With acute miliary tuberculosis during the first 7-10 days of the disease, it is not possible to identify focal dissemination in the lungs according to the radiograph. Density and size of fresh foci are not sufficient for their visualization in the survey. Characteristic diffuse decrease in the transparency of the pulmonary fields, blurred (blurred) pulmonary pattern, the appearance of a kind of finely meshed mesh. On the 10-14th day of the disease, radiography can reveal multiple small (no more than 2 mm in diameter) single-type foci, which are symmetrically located from the tips to the basal parts of the lungs. Such total small-focal dissemination is a characteristic x-ray sign of miliary tuberculosis. Focal shadows have a rounded shape, low intensity and fuzzy outlines. They are often arranged in the form of a chain, since they are localized along the course of the vessels. Small vessels against the background of a large number of foci are practically invisible - only large vascular trunks can be clearly visualized.
Diagnosis of disseminated pulmonary tuberculosis with CT helps to identify important signs of miliary lung damage.
In children of an early age, the size of focal shadows is considered to be larger than that of adults in adults with acute disseminated tuberculosis: from 2 to 5 mm.
For subacute disseminated pulmonary tuberculosis that develops with hematogenous dissemination of mycobacteria, subtotal focal dissemination with predominant localization of focal shadows in the upper and middle parts of the lungs is characteristic. Focal shadows are mostly large (5-10 mm), small or medium intensity (subtotal large equiaxial dissemination), usually with fuzzy contours. Some focal shadows merge and form focal shadows with areas of enlightenment, caused by the disintegration of the lung tissue. Sometimes destructive changes are represented by thin-walled ring-shaped shadows.

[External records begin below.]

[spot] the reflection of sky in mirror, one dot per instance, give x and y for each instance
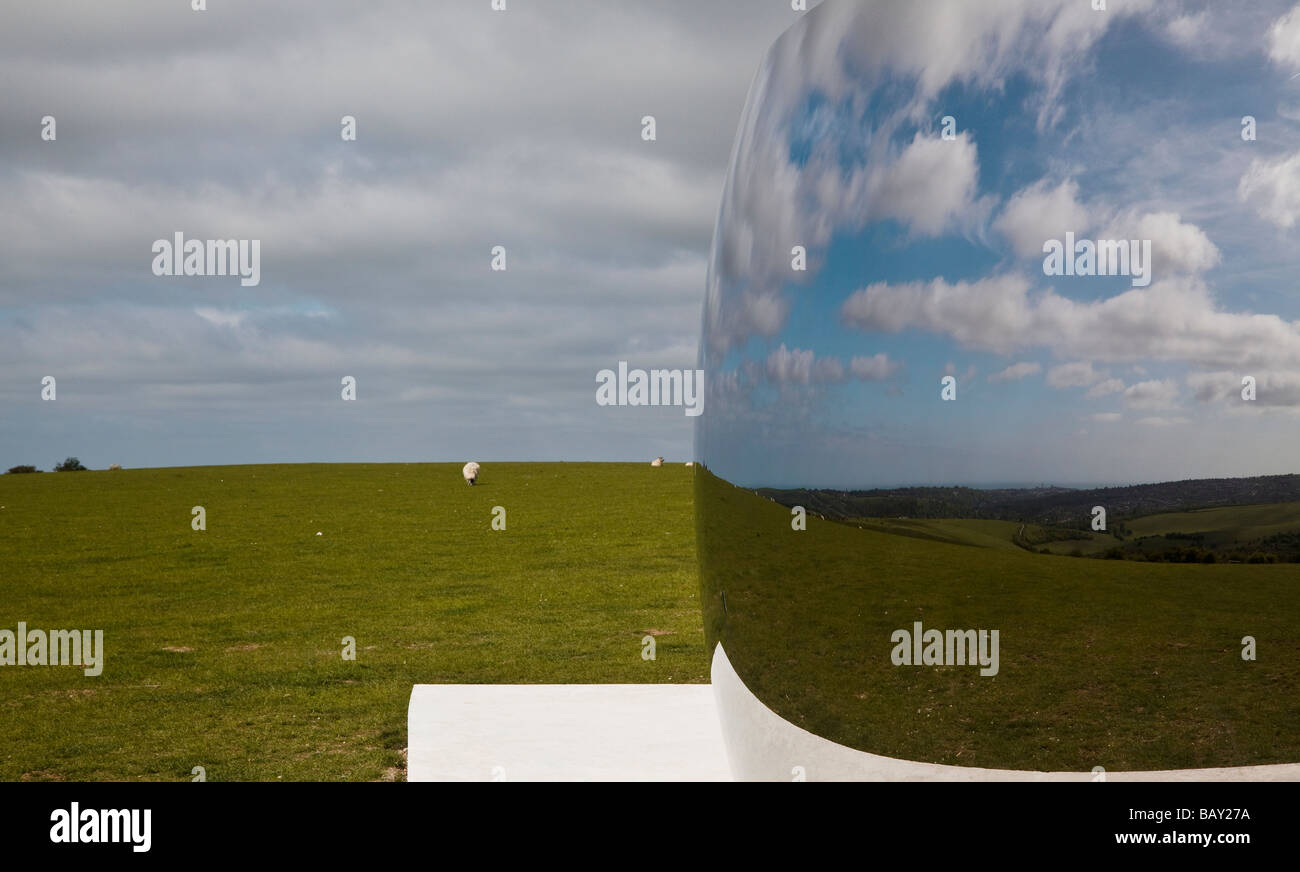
(926, 255)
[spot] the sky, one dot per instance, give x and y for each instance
(926, 252)
(473, 129)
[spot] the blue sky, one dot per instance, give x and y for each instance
(926, 255)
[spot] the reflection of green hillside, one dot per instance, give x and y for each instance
(1230, 533)
(1123, 664)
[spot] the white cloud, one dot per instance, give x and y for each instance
(1039, 213)
(931, 182)
(1077, 374)
(802, 367)
(875, 368)
(1188, 31)
(1173, 320)
(1177, 246)
(789, 365)
(1272, 389)
(1285, 39)
(1273, 189)
(1015, 372)
(771, 204)
(1152, 395)
(1106, 387)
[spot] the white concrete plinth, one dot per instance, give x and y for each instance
(564, 733)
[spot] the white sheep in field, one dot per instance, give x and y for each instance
(471, 473)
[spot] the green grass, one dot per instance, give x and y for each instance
(224, 646)
(1113, 663)
(1222, 528)
(984, 534)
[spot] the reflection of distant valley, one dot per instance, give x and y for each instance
(1208, 520)
(1118, 663)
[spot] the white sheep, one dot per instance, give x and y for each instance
(471, 473)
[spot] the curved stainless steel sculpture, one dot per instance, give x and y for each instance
(1002, 359)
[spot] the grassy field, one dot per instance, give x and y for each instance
(224, 646)
(1113, 663)
(1220, 528)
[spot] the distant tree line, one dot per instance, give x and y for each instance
(70, 464)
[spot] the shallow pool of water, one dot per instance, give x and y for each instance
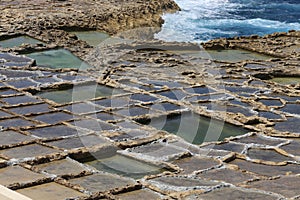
(197, 129)
(286, 80)
(78, 93)
(18, 41)
(93, 38)
(59, 58)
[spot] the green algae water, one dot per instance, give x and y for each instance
(18, 41)
(58, 58)
(125, 166)
(78, 93)
(197, 129)
(93, 38)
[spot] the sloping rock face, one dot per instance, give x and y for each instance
(109, 16)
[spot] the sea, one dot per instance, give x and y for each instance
(203, 20)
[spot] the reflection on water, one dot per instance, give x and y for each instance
(59, 58)
(197, 129)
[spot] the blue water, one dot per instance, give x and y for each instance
(202, 20)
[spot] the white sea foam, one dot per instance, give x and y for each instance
(201, 20)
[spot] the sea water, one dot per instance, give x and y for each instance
(203, 20)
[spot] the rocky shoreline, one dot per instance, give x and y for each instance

Subacute dissemination of lymphogenous origin is manifested primarily by unilateral focal shadows in the middle and lower parts of the lung. Focal shadows are located in groups among the strip-shaped and reticular shadows of lymphangitis. When tomographic examination in the root of the lung and mediastinum, the enlarged, compacted, sometimes partially calcified lymph nodes are often found.
With chronic disseminated tuberculosis, lung changes on the radiograph are very diverse. A characteristic feature is a subtotal or total, relatively symmetrical polymorphic focal dissemination. Multiple focal shadows have different values. Form and intensity, which is due to the different prescription of their formation. In the upper and middle parts of the lungs focal shadows are larger, they are much larger than in the lower ones. There are no inclinations to fusion of foci. Symmetry of changes can be disrupted as new rashes appear. In some patients, in both lungs, cavities of decay are seen in the form of thin-walled ring-shaped shadows with clear internal and external contours - this is how the caverns look like stamped, or spectacled.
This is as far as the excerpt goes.